There are options in Houston, however. The most popular one is a place downtown called Joystix. Most of the time, it’s a distributor of video and pinball arcade machines, from as old as Pong to as new as Terminator Salvation. Twice a month (on the first and last Friday), they open their showroom from 9 PM to 2 AM for a $15 cover fee, and every single game is available to play. In addition, drinks are available at the lounge connected to Joystix through a door.

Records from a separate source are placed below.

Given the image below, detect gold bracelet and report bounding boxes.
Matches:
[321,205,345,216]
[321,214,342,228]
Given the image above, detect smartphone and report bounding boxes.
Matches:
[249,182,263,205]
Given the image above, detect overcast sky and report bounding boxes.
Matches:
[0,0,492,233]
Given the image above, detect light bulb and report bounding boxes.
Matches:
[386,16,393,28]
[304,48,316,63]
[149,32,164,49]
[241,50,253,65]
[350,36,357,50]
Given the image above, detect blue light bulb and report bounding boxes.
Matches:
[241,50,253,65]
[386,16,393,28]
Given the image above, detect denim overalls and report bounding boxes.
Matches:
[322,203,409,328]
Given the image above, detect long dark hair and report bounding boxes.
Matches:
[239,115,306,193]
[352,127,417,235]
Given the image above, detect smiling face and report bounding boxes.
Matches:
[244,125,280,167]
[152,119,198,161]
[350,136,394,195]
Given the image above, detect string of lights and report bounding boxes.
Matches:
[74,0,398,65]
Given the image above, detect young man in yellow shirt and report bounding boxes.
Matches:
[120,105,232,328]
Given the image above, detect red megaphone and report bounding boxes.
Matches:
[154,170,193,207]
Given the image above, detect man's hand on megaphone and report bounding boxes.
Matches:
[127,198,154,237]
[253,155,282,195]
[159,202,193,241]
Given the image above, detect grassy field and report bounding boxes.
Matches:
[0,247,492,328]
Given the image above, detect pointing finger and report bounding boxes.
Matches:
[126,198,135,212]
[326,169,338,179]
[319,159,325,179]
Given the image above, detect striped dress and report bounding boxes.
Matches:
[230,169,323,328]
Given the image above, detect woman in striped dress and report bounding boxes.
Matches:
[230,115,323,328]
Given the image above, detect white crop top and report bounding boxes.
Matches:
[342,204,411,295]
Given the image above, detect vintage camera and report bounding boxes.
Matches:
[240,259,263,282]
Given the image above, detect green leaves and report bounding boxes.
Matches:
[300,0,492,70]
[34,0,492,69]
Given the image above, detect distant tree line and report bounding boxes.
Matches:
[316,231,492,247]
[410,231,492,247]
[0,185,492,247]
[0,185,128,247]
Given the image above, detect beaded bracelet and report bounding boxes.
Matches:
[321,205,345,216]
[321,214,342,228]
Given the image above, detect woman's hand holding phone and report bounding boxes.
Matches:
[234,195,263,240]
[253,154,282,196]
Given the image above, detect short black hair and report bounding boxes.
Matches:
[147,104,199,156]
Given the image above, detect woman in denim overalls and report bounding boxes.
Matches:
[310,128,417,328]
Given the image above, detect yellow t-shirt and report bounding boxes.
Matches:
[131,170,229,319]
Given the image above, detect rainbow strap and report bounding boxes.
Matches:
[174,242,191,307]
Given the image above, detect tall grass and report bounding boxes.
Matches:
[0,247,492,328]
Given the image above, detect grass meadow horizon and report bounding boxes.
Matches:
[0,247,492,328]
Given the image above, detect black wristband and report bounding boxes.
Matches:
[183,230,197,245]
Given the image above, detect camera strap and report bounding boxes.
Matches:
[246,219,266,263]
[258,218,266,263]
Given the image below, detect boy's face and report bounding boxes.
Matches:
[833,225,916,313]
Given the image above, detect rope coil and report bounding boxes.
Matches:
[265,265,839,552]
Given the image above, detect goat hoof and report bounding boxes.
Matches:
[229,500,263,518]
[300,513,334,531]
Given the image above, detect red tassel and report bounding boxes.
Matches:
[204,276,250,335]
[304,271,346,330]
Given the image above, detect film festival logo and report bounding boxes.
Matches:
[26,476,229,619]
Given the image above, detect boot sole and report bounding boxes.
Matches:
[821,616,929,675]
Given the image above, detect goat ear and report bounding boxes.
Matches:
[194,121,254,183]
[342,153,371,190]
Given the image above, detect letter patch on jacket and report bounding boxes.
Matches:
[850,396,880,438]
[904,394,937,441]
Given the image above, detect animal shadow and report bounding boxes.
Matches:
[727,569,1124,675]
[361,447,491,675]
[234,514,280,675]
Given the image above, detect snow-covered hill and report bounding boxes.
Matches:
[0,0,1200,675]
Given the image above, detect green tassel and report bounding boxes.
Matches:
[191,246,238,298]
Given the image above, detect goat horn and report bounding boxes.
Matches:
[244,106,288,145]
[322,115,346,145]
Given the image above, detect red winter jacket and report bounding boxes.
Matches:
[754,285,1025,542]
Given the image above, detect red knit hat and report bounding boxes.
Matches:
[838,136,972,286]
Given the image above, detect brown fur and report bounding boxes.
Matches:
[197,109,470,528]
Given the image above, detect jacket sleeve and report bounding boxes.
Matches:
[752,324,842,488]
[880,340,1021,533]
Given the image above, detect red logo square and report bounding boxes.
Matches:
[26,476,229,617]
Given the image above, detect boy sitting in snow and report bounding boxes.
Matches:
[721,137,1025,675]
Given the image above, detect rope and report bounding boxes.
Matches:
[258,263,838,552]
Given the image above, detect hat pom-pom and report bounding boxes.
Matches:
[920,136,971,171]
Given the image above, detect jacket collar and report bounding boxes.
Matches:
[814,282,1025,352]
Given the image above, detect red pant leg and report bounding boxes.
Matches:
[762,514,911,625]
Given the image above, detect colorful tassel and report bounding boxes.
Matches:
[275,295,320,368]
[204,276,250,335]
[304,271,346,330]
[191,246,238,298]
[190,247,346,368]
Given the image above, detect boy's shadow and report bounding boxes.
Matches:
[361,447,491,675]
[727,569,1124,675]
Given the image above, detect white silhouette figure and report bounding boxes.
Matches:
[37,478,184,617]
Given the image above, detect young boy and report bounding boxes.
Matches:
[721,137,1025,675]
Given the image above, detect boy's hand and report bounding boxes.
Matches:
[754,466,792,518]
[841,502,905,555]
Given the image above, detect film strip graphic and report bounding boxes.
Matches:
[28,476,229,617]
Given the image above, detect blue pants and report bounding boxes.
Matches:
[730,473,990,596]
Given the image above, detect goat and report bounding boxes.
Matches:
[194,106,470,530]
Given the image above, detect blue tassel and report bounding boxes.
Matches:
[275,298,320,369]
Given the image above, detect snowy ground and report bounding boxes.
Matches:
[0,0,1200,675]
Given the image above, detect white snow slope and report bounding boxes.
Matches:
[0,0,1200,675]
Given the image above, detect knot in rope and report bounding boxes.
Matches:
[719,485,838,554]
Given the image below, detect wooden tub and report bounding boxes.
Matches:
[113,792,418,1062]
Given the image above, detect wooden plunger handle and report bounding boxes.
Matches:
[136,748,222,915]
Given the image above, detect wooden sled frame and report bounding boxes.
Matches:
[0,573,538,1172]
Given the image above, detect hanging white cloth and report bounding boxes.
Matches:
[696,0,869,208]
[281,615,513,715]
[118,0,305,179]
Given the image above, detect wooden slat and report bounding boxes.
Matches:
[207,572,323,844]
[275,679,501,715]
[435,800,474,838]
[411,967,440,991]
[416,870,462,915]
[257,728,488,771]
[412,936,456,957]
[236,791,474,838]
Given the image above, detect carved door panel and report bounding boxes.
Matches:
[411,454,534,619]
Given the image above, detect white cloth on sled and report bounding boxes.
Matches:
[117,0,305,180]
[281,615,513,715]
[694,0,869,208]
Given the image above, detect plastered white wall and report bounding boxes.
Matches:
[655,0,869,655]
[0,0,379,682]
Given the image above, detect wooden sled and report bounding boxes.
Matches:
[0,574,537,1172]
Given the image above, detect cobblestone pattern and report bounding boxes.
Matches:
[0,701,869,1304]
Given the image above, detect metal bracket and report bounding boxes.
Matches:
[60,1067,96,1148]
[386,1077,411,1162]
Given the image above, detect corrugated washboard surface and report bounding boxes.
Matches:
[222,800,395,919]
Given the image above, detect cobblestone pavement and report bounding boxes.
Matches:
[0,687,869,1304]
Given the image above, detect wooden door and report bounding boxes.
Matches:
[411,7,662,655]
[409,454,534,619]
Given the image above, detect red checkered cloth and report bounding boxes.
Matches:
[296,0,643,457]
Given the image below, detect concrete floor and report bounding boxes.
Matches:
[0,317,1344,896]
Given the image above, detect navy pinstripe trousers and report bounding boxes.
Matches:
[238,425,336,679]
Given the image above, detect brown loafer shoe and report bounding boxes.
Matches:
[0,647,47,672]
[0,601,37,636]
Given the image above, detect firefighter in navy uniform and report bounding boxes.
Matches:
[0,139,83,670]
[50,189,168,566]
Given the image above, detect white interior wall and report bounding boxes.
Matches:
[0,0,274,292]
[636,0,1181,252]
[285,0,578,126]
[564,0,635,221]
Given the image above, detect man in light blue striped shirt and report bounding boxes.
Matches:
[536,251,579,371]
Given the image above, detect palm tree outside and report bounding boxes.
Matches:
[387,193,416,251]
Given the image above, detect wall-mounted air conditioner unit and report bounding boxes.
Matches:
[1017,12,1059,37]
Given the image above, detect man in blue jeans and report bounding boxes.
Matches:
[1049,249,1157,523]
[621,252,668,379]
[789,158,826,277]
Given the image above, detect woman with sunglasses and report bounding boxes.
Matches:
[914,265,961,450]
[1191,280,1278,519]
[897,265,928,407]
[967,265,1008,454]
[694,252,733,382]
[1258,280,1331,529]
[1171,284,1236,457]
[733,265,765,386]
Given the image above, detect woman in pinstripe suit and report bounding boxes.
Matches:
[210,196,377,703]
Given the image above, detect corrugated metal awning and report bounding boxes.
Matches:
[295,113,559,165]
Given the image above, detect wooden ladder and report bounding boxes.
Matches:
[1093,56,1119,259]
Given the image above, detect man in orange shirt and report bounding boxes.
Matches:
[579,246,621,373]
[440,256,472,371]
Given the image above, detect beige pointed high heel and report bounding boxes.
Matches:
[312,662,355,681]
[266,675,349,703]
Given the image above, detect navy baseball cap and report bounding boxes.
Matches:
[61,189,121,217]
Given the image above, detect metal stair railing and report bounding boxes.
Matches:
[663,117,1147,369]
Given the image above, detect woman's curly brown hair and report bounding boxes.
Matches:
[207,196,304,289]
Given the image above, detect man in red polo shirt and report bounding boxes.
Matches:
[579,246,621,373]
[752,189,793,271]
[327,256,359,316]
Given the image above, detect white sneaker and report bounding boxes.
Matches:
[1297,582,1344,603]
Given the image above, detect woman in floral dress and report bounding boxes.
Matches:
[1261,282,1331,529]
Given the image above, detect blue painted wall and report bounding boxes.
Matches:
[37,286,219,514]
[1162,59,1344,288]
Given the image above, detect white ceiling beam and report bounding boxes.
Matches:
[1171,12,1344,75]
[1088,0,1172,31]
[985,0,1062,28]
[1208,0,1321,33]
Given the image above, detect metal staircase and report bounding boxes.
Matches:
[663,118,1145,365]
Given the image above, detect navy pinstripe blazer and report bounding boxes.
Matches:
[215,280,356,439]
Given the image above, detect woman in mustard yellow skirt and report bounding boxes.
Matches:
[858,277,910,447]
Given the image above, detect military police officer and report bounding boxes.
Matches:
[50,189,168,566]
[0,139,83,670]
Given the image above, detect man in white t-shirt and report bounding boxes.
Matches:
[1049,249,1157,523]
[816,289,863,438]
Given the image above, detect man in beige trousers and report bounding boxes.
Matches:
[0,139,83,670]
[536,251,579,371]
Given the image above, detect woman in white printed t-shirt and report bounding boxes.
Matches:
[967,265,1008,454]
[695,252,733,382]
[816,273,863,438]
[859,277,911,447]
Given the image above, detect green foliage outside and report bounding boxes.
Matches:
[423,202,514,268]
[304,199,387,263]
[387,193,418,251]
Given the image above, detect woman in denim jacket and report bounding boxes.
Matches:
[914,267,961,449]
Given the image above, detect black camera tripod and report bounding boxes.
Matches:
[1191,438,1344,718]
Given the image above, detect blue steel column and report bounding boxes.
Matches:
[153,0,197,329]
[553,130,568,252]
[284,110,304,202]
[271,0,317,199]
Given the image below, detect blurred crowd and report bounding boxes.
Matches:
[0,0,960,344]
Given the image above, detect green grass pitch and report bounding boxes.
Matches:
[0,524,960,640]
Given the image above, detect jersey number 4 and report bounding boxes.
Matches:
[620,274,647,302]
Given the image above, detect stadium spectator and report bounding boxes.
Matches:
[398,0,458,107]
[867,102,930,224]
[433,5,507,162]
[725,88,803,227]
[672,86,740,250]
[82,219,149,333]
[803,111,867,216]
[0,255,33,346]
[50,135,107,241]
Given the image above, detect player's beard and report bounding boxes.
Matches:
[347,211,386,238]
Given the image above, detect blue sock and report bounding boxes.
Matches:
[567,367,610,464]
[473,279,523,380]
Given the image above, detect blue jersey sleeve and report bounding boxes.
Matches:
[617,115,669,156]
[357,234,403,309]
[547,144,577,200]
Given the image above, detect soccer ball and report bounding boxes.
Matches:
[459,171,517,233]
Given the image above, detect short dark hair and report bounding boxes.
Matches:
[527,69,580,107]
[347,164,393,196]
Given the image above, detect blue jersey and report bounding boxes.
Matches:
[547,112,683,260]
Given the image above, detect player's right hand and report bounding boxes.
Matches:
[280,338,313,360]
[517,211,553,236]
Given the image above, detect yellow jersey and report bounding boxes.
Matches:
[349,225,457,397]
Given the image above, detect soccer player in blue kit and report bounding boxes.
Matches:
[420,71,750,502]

Unfortunately, though I’ve been to Joystix several times, I don’t really enjoy going there anymore. There are two major problems I have there. The first problem is that even though the place sells the machines that are on the showroom floor, they’re not always of good quality. I’ve come across machines with unresponsive controls, damaged screens, or were plain not operational. The second problem is just how popular the place is. Within a half-hour or so of the showroom’s opening, there are so many people that you’re almost shoulder-to-shoulder at the machines and people are pushing against you to walk down the aisles. It gets even worse in the lounge, where it becomes a solid mass of people. Jennifer ends up not enjoying it because she feels crammed in when sitting in a corner reading her book or checking her phone, and it gets so loud and so crowded I come close to a meltdown.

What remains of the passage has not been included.